The complete responses rate was higher in the lenvatinib group than in the placebo group (1.5% vs 0.0%), as was the partial response rate (63.2% vs 1.5%).

Median exposure was longer in the lenvatinib group than in the placebo group (13.8 vs 3.9 months), and median time to response in the lenvatinib group was 2 months.

Median overall survival has not been reached and, because of the study's crossover design, these data might be difficult to interpret, Dr. Wirth reported.

To date, the mortality rate is lower in the lenvatinib group than in the placebo group (27.2% vs 35.9%). "The study is ongoing and we are continuing to follow patients," she explained.

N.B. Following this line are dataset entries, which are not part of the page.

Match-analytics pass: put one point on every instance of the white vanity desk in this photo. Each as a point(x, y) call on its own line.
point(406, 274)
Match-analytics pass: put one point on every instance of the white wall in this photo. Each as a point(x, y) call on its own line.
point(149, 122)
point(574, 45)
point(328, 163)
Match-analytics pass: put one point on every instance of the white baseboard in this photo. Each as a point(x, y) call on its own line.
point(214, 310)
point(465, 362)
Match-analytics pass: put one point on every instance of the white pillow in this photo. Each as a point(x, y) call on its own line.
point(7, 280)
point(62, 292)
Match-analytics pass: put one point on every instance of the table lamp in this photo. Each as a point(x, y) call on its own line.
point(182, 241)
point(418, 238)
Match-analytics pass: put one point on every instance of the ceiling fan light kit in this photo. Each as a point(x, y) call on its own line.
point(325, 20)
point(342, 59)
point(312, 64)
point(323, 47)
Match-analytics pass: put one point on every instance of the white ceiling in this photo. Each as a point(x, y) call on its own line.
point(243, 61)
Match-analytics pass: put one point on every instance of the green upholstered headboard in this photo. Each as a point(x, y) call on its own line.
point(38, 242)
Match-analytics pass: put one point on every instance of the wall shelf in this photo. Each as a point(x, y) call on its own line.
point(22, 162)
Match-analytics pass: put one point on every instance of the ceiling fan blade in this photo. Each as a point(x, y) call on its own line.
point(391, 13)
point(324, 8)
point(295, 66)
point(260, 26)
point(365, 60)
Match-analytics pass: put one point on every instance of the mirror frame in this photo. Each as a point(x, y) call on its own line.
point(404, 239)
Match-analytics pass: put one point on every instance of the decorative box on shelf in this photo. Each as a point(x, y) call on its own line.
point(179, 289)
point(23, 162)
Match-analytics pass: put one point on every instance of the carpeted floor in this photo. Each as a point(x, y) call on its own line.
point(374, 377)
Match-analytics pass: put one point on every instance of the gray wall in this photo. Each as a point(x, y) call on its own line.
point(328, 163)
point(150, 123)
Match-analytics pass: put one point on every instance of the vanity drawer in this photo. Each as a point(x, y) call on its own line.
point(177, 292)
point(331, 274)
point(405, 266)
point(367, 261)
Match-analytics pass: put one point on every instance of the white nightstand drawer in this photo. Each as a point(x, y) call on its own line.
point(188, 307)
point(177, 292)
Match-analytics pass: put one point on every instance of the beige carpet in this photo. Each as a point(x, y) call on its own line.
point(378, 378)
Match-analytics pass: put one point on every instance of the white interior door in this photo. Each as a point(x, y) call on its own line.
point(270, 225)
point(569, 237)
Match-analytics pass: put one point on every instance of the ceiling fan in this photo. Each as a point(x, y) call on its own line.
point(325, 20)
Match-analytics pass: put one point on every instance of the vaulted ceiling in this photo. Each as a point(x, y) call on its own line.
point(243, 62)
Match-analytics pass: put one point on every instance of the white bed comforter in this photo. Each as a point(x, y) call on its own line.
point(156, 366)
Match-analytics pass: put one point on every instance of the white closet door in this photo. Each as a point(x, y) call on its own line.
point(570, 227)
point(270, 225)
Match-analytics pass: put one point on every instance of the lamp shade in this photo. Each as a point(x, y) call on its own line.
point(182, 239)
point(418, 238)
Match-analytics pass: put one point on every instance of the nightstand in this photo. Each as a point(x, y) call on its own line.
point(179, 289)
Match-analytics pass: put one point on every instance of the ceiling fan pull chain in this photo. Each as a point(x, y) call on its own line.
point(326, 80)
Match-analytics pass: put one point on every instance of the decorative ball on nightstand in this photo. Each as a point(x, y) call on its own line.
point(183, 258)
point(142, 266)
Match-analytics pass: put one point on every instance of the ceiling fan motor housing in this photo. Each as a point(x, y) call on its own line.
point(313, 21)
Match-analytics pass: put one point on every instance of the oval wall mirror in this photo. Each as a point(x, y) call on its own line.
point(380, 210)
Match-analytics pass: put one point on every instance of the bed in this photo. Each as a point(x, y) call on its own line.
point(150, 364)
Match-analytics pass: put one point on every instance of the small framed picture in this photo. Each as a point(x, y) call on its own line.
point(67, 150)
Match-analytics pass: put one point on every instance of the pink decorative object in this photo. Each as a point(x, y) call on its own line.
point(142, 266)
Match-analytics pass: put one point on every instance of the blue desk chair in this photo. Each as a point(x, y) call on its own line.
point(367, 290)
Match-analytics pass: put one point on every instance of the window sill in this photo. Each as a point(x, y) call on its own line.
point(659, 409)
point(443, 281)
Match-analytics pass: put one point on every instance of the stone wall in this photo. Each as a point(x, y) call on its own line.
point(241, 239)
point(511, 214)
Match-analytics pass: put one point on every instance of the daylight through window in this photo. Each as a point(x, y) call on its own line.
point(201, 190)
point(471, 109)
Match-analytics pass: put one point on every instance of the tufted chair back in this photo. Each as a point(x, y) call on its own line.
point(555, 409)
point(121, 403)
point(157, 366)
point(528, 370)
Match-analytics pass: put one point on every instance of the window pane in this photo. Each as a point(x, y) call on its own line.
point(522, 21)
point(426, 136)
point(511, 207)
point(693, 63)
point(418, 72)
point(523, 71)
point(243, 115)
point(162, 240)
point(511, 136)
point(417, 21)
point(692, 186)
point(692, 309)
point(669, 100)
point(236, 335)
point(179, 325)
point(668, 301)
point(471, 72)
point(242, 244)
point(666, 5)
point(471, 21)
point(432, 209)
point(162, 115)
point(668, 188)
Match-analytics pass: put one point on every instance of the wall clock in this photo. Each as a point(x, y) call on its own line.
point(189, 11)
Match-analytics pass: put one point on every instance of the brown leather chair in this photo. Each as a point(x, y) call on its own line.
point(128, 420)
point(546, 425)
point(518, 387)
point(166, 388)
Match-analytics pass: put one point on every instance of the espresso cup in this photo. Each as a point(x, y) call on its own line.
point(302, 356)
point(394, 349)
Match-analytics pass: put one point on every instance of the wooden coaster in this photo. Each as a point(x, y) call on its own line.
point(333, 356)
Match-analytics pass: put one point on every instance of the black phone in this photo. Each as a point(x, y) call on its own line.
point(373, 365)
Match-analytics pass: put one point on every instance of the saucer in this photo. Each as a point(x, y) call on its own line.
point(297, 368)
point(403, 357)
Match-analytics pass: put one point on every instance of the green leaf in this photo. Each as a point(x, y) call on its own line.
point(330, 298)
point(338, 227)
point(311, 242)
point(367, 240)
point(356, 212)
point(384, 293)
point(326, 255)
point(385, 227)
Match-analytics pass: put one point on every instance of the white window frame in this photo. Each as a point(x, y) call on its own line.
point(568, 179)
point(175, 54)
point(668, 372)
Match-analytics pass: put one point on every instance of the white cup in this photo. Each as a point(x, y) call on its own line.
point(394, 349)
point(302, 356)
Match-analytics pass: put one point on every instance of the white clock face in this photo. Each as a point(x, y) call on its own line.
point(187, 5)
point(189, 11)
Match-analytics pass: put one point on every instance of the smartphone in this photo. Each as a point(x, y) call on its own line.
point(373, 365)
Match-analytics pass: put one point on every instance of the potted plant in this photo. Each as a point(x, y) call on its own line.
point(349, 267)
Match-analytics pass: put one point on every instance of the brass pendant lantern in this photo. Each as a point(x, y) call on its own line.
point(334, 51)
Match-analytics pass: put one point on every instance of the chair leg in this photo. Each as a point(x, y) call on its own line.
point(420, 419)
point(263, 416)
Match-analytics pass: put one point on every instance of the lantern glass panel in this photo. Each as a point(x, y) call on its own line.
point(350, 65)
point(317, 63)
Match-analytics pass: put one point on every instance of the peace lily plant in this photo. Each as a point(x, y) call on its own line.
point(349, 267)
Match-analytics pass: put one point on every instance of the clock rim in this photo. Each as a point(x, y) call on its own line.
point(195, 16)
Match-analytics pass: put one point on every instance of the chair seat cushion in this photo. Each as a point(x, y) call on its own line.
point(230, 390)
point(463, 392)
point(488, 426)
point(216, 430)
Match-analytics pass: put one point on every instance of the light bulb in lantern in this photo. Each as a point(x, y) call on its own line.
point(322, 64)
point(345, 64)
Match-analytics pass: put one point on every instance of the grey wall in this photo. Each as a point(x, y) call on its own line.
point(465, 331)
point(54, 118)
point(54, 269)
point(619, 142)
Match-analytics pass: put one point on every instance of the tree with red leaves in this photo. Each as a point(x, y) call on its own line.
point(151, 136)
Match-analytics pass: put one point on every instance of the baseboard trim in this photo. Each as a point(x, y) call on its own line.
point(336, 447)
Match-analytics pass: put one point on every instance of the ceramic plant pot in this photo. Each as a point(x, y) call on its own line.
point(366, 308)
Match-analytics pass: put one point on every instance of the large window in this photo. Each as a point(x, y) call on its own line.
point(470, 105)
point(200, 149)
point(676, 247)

The most common adverse events of any grade were hypertension (68%), diarrhea (59%), appetite decreased (50%), weight loss (46%), and nausea (41%). Events of grade 3 or higher that occurred in more than 5% of patients included hypertension (42%), proteinuria (10%), weight loss (10%), diarrhea (8%), and decreased appetite (5%). Dose reduction was needed for 78.5% of patients, and 14.2% of patients discontinued because of adverse events.

The study was funded by Eisai. Several of the authors have financial relationships with industry, including Eisai, as noted in the abstract.

2014 Annual Meeting of the American Society of Clinical Oncology (ASCO): Abstract LBA6008. To be presented June 2, 2014.